Former New York City Mayor Bill de Blasio announced Tuesday morning, likely to the glee and relief of New Yorkers, that his teasing about running for governor would not become a reality. So, much like Staten Island Chuck — the groundhog he murdered by dropping the poor critter on its head — de Blasio's plans to seek higher office are dead for now.


The announcement came in a video tweeted by de Blasio who said "No, I am not going to be running for governor in New York State," but promising to "devote every fiber of my being to fight inequality in the state of New York."

In a bizarre monologue on his legacy, de Blasio mentions his groundhog-icide when discussing the "fair share of mistakes" he made as mayor of America's most populous city. "I was not good with groundhogs at all," de Blasio said, apparently believing that to be one of his greatest shortcomings as a leader. Apparently referring to his use of a gym as the Wuhan coronavirus picked up steam, de Blasio added he "Probably shouldn't have gone to the gym." If these two things are what de Blasio considers to be his biggest mistakes worthy of acknowledging, it's easier to understand why he Quixotically thought he could be a contender for governor.

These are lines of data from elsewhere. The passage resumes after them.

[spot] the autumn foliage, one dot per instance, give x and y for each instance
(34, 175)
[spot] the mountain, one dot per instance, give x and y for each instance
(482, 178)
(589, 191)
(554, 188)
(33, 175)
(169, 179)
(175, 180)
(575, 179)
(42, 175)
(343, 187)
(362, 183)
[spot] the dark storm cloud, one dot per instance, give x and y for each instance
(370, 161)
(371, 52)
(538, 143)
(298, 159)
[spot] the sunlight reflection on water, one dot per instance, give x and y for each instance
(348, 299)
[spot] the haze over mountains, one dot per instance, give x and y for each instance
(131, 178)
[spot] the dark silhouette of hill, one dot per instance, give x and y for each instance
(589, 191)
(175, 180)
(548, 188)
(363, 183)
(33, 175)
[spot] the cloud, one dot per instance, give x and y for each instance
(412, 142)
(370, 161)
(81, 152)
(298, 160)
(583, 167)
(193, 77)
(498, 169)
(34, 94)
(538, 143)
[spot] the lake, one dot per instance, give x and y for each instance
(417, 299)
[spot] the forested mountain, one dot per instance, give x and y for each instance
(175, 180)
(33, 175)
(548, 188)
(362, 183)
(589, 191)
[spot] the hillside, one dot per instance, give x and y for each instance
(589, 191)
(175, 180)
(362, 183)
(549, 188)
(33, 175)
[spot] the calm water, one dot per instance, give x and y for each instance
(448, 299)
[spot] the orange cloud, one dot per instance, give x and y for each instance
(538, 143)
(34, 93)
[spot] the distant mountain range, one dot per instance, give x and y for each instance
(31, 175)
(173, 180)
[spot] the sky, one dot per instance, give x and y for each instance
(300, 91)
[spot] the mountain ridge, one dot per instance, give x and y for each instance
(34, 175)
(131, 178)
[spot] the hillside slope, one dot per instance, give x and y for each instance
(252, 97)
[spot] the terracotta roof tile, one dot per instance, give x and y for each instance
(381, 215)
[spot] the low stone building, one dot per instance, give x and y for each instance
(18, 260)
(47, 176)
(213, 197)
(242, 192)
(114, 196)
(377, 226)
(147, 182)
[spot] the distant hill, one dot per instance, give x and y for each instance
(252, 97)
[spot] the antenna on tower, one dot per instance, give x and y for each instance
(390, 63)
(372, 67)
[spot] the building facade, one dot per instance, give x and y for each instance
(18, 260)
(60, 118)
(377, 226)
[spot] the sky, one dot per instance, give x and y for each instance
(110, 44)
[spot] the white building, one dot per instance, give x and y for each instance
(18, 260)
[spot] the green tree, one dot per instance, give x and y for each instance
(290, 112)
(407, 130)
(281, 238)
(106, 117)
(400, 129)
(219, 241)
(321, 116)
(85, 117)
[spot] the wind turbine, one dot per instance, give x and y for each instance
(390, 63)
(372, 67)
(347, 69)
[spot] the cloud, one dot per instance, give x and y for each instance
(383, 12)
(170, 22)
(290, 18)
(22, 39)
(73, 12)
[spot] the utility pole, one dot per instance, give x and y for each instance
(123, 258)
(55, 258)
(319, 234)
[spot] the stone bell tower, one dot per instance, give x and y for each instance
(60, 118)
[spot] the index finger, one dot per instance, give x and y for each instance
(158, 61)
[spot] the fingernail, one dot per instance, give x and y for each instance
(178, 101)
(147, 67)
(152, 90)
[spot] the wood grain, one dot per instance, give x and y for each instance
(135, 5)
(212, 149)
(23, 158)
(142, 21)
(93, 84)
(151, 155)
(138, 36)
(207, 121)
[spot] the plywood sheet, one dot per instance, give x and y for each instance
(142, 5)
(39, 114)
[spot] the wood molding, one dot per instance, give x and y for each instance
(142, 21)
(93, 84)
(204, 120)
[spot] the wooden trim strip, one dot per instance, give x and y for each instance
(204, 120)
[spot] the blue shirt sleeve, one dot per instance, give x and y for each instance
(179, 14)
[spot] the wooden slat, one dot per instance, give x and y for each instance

"We changed things in this town," he said of his radical policies that increased dependence on government and limited the freedom of New Yorkers. "We changed policing to make it fairer," he claimed, changes that only made New York less safe, more friendly to and tolerant of criminals, and a worse place to live or visit. Innocent people are being killed by criminals in the Times Square subway, but pat yourself on the back, Bill.

"We showed you can do big things," de Blasio added, ticking off the "green new deal, cutting carbon emissions, making the city greener and cleaner for the future" as his alleged accomplishments that ironically made New York less equal as wealthy citizens or business owners were able to comply with his radical environmentalism while New York's working class and small business owners saw their bottom lines take a hit.

De Blasio also claimed "We took on COVID," as one of his accomplishments, despite New York City being...not great at handling the Wuhan coronavirus.

Promising to "share some more news...in the days ahead," de Blasio sounds like a man who desperately wants to stay relevant though it's unclear what he might do other than tilt at inequality windmills and set up some sort of radically leftist foundation to continue pushing his flawed agenda.


It's not terribly surprising that de Blasio decided to delay any attempts at higher office given his single-digit support in polls when compared with current New York Governor Kathy Hochul who replaced Andrew Cuomo after his house of cards came crashing down. And who could forget de Blasio's underwhelming and short-lived run for president in the 2020 Democrat primary.